While plenty of eco-savvy Americans have taken steps to reduce their carbon footprints by living greener lifestyles, most forget to worry about their cat’s “carbon pawprint.” But the products you buy your cats and even the food they consume can be detrimental to the environment. Consider setting up an eco-friendly household that will not only help protect the environment, but can make your house safer for your cats, too.
The Food Bowl
Because organic food contains no pesticides, hormones, synthetic fertilizers or antibiotics, it is good for the environment and may even be healthier for your cat. But how you make the switch can be crucial to your pet’s health.
“When I was in private practice, the most common thing I saw was gastrointestinal upset,” says Edward Moser, a board-certified veterinary nutritionist and adjunct assistant professor of nutrition at the University of Pennsylvania School of Veterinary Medicine. “And oftentimes, it was because the cat was having trouble adjusting to a new food.”
Moser, who also sits on the United States Department of Agriculture panel for the National Organic Program’s Pet Food Task Force, says that switching the food gradually is the most important tip. Slowly mix the new food into your cat’s existing food over a five- to seven-day period, adding a little more each day until your cat is fully adjusted. If your cat goes on a hunger strike or isn’t eating as much as normal, it’s important not to force the change or you could put its health at risk. You might want to try a completely different brand or make the switch even more slowly next time. It could take a full month of gradually adding a tiny bit of new food until your cat starts to like it.

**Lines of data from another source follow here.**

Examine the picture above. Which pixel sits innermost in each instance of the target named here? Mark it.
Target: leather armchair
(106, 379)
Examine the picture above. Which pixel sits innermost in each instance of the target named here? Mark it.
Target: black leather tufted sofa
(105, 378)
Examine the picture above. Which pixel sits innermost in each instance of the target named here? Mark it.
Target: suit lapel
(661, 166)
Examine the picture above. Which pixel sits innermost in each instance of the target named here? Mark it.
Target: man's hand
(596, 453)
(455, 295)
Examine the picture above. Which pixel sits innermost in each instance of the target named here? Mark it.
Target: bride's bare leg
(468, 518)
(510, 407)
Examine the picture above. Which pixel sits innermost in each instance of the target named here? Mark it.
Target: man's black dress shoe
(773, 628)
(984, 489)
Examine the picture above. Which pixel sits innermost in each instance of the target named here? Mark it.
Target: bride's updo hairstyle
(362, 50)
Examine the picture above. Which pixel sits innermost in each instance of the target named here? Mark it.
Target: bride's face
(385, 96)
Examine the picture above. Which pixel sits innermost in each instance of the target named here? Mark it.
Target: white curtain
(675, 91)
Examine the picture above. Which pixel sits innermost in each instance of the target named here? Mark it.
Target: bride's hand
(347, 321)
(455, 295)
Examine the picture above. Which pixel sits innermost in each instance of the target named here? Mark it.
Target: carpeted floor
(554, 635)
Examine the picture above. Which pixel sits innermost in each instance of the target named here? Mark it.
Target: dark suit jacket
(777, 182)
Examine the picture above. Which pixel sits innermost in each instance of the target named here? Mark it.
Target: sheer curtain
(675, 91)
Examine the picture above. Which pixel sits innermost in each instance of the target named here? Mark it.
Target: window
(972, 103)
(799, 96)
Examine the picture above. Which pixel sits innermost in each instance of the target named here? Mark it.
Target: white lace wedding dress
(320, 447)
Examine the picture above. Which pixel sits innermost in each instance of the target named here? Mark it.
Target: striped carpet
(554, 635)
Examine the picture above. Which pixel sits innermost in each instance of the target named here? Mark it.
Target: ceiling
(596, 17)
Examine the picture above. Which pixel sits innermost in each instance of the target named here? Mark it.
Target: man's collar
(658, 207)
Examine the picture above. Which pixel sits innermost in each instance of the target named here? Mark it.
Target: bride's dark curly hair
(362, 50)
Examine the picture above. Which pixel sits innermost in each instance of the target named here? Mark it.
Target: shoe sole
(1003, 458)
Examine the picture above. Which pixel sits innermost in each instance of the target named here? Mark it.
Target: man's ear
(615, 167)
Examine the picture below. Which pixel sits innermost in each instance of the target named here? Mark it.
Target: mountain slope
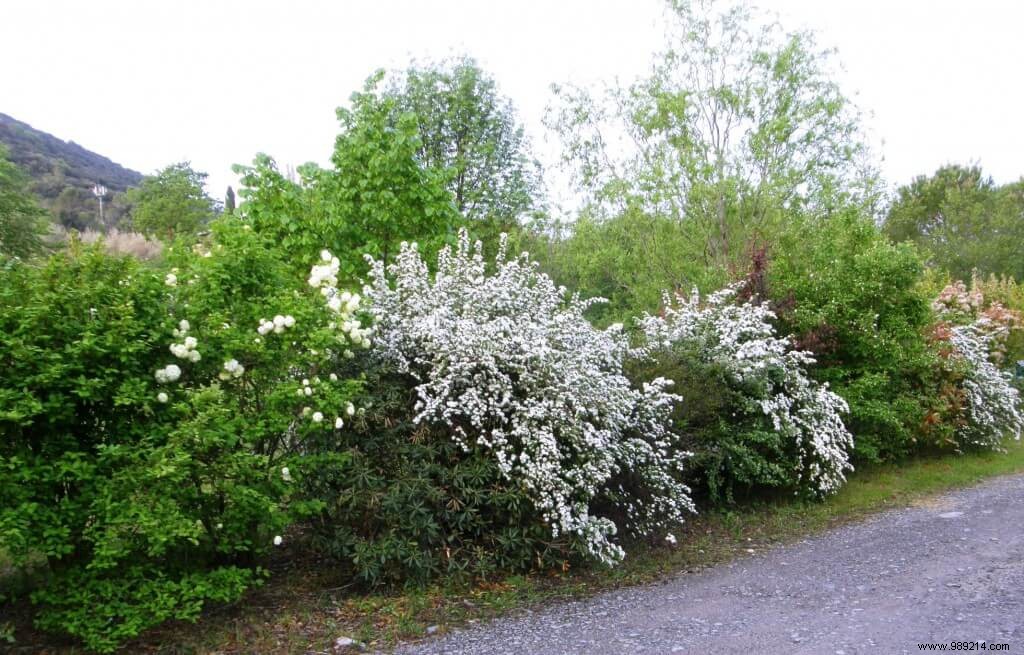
(64, 173)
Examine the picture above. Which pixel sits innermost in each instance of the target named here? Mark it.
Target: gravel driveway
(947, 570)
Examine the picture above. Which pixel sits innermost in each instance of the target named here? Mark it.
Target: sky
(151, 83)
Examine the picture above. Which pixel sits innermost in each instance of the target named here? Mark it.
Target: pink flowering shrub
(511, 367)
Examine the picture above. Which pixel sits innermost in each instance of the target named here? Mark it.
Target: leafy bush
(152, 423)
(853, 299)
(408, 505)
(758, 419)
(516, 372)
(991, 403)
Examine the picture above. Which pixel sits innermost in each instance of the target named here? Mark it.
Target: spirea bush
(762, 421)
(991, 404)
(511, 367)
(155, 424)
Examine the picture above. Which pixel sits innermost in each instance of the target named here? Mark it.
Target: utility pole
(99, 191)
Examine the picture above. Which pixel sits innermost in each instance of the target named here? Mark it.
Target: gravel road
(950, 569)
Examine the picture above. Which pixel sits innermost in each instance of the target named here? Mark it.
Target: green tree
(376, 194)
(23, 221)
(229, 201)
(738, 128)
(963, 220)
(471, 133)
(172, 203)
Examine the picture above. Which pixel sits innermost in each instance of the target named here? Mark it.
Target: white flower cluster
(513, 367)
(342, 303)
(740, 339)
(186, 349)
(231, 369)
(170, 373)
(276, 325)
(992, 404)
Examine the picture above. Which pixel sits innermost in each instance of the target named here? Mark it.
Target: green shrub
(152, 481)
(853, 299)
(407, 505)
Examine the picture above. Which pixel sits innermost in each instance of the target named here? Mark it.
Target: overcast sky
(151, 83)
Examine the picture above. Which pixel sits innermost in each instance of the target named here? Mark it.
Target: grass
(305, 607)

If you’re considering the idea of cooking your cat’s food, tread cautiously. While home-cooked diets can be wonderful, you have to work closely with a veterinarian. “You can’t just go on the Internet and come up with a diet,” warns Michael Selmer, DVM, of the Advanced Animal Care Center in Huntington Station, N.Y. “Every cat can have different dietary needs.” Selmer’s practice offers nutritional blood tests that allow him to help cat owners design a diet for their cat’s specific needs. It’s crucial that you create a diet that’s balanced with the proper minerals and vitamins.
Garage or Under the Sink
Many cleaning products are full of chemicals that can be toxic to your cat. Look for natural biodegradable cleaners that say “safe for pets,” on the bottle. Or, consider making your own cleaning supplies. Baking soda mixed with warm water works as a safe general-purpose cleaner. Vinegar mixed with water can work well on glass and can do wonders on cat urine stains on the carpet.

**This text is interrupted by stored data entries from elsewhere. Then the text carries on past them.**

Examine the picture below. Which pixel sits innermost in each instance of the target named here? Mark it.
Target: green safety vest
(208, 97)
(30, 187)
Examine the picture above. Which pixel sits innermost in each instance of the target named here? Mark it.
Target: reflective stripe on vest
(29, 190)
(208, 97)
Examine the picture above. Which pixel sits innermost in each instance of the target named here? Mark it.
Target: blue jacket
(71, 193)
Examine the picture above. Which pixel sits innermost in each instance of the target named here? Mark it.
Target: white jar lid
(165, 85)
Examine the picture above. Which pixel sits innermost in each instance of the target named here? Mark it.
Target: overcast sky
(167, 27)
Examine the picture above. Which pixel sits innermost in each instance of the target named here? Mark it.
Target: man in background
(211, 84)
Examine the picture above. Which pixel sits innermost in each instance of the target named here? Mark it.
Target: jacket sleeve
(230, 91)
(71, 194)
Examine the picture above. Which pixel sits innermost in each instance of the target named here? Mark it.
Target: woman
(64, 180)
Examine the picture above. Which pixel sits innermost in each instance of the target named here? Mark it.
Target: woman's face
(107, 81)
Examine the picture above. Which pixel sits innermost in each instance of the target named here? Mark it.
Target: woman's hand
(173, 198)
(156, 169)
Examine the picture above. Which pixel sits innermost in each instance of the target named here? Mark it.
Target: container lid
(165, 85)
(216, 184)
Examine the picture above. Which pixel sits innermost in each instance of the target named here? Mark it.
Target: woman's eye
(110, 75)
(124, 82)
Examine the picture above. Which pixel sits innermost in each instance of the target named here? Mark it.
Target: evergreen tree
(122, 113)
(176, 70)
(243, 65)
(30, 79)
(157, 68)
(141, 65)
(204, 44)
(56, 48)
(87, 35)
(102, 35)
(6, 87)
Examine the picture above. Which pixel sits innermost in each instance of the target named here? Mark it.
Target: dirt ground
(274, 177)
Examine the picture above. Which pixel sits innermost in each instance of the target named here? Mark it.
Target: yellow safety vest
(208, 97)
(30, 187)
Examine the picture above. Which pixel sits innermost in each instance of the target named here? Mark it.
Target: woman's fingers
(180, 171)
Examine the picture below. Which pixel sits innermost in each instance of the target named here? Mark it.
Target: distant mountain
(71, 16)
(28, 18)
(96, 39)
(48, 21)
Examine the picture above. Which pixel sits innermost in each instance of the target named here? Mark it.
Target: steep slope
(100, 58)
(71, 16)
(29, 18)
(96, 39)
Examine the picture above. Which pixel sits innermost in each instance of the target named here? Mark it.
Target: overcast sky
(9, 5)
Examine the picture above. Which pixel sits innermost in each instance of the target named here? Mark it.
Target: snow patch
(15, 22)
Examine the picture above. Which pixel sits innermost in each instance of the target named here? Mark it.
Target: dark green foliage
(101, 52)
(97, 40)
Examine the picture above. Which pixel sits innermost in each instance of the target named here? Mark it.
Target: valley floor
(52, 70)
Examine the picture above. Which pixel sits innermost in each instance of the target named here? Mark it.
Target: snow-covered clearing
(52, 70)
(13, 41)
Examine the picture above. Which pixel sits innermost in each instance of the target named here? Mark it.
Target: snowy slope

Try a safer toilet bowl cleaner, too. Traditional cleaners can cause blindness if accidentally splashed in your pet’s eyes. But before you switch to a natural alternative, make sure residue from a long-lasting synthetic cleaning product is washed away from the inside of the toilet tank. Use ½ cup of baking soda to scrub the inside of the toilet bowl. Better yet, pour a cup of borax into the bowl and leave it overnight. In the morning, the bowl should be clean without scrubbing.
There are plenty of toys on the market today that were made without harming the environment. When selecting eco-friendly toys, the same rules apply as any other toy you’d give your cat — keep safe play your top priority. Making your own toys from items such as socks or old clothing can be a great way to recycle, but keep a few things in mind.
“If you’re using fabric, make sure it will not fray or shred easily,” says Nancy Soares, VMD, founder and owner of Macungie Animal Hospital in Macungie, Pa. “And be especially careful of strings that could get wrapped around your cat, or anything that is loose that they could choke on.”
According to the American Bureau of Waste Management, approximately 8 billion pounds of cat litter wind up in landfills each year. Consider a litter made from recycled material, suggests Ann Hohenhaus, director of medicine at the Animal Medical Center in New York City. Such materials include wood, pine or bark recycled from lumber companies and recycled newspaper. Natural flushable litters include corn, wheat and soy. (Check your local ordinances, because not all cities allow flushing litter waste into sewage systems.)
If you switch litters, keep in mind that cats tend to be highly selective about the type they use. “From a feline’s perspective, the litterbox is her domain,” Soares says. “Abrupt changes can lead to unwanted behaviors like inappropriate urination.” Make the transition smoother by doing it as gradually as possible. Soares says it might take as long as three months.
Some cats may never adjust. “There will be some stubborn cats out there who will just refuse to make the switch, no matter how gradual,” Soares says. “If that’s the case, let him or her live with what they’re used to and choose another aspect of their life to work on being more eco-friendly. You may have to accept that you can’t change everything.”
Hohenhaus agrees, and says the switch isn’t always worth it. “Some cats will retaliate if they’re angry,” she says. “If you wind up with an angry cat that pees on your bed, and the mattress has to wind up in the landfill — that’s not green either.”
Lindsey Getz is a freelance writer living in Royersford, Pa., with her husband, Joseph, and their tuxedo cat Bailey.